With regards to the latter two heroes, Civil War makes their fate in WandaVision even more affecting, seeing the delightful, meaningful origins of their bond. Vision also has one of the best lines in the entire series, foreshadowing the universe-halving snap: ‘Our very strength incites challenge. Challenge incites conflict. And conflict… breeds catastrophe.’
Also, a film that gets Spider-Man this right deserves all the plaudits available. From his Queens bedroom to Berlin’s empty airport, Holland is a joy – dare I say it, he’s the best big-screen wall-crawler. ‘Hey buddy, I think you dropped this,’ cracks me up every time.
During my rewatch, I found its sadness most striking. Downey Jr.’s comedic timing needs no criticism, nor does Evans’ likeable rectitude, but carefully planted lines cut through the fun: ‘Your judgement is askew,’ Tony says, without a smile in sight; Steve hesitantly admitting he knew Bucky killed Tony’s mum and dad; ‘He’s my friend’, ‘So was I.’

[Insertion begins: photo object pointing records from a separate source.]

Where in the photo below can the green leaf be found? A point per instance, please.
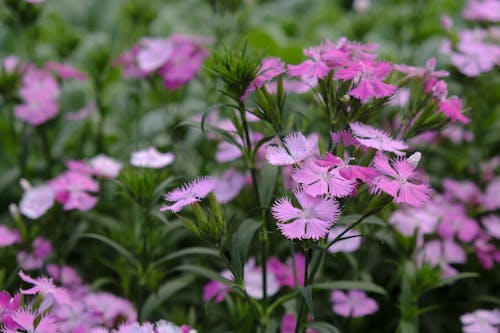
(306, 292)
(267, 181)
(323, 327)
(241, 242)
(168, 289)
(120, 249)
(347, 285)
(185, 252)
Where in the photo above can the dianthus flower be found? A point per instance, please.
(311, 221)
(189, 193)
(481, 321)
(400, 180)
(369, 76)
(296, 149)
(372, 137)
(354, 303)
(318, 180)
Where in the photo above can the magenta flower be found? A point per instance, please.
(296, 149)
(354, 303)
(369, 76)
(105, 166)
(151, 158)
(270, 68)
(372, 137)
(311, 221)
(481, 321)
(45, 287)
(39, 92)
(400, 180)
(286, 273)
(348, 245)
(318, 180)
(8, 236)
(37, 201)
(71, 189)
(189, 193)
(229, 185)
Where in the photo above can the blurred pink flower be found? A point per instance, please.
(311, 221)
(296, 149)
(481, 321)
(354, 303)
(374, 138)
(368, 76)
(351, 244)
(37, 201)
(8, 236)
(151, 158)
(400, 180)
(189, 193)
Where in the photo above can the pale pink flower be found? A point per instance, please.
(71, 189)
(39, 92)
(46, 288)
(368, 76)
(354, 303)
(318, 180)
(311, 221)
(229, 185)
(65, 71)
(81, 114)
(270, 68)
(491, 197)
(189, 193)
(153, 53)
(400, 180)
(492, 225)
(442, 254)
(481, 321)
(151, 158)
(286, 273)
(482, 10)
(37, 201)
(296, 149)
(105, 166)
(351, 244)
(372, 137)
(8, 236)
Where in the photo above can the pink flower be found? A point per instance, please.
(65, 71)
(46, 288)
(400, 180)
(270, 68)
(369, 76)
(39, 92)
(311, 221)
(229, 185)
(37, 201)
(318, 180)
(442, 254)
(151, 158)
(296, 149)
(481, 321)
(71, 190)
(348, 245)
(287, 274)
(189, 193)
(482, 10)
(374, 138)
(492, 225)
(105, 166)
(8, 236)
(354, 303)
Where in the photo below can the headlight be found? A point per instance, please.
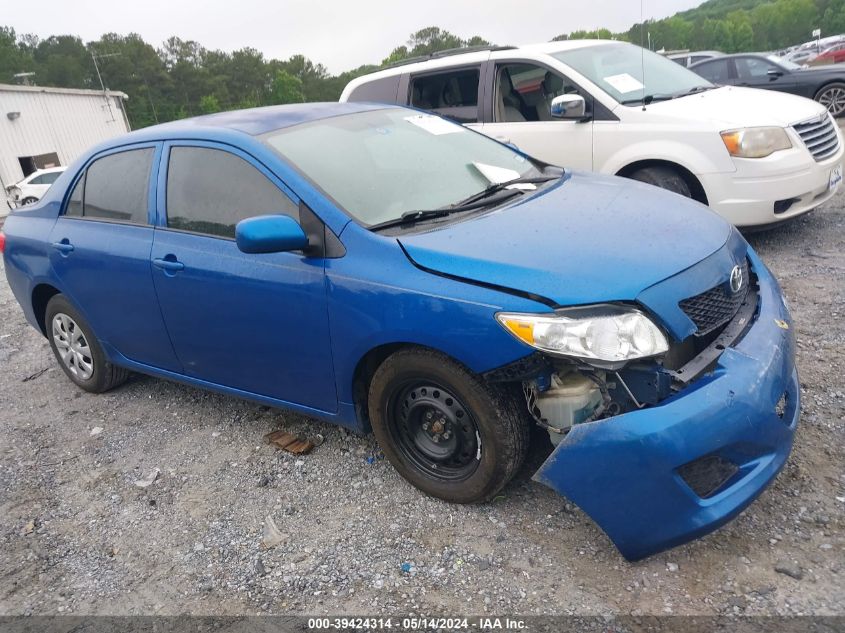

The headline fight between Cap and Iron Man is worthy of a pay-per-view, going mano a mano with no pulled-punches. Every hit is fierce, made for pain, rooted in vengeance. We cheer, but the emotional gravity of their fallout looms on the heart. Between the arrival in Siberia and the credits, there was a large gap in my notes, before I jotted down one word: wow.
Infinity War and Endgame are destined to hold the spotlight – as they should, really. But Civil War operates on a different level; not a worse one, nor something better. There’s no big bad hellbent on the end of the world, no cities being levelled in the name of saving the day. It rises and falls under our friendships defining who we are, what we do, what we believe, to the bitter end. It’s the MCU’s Soul stone.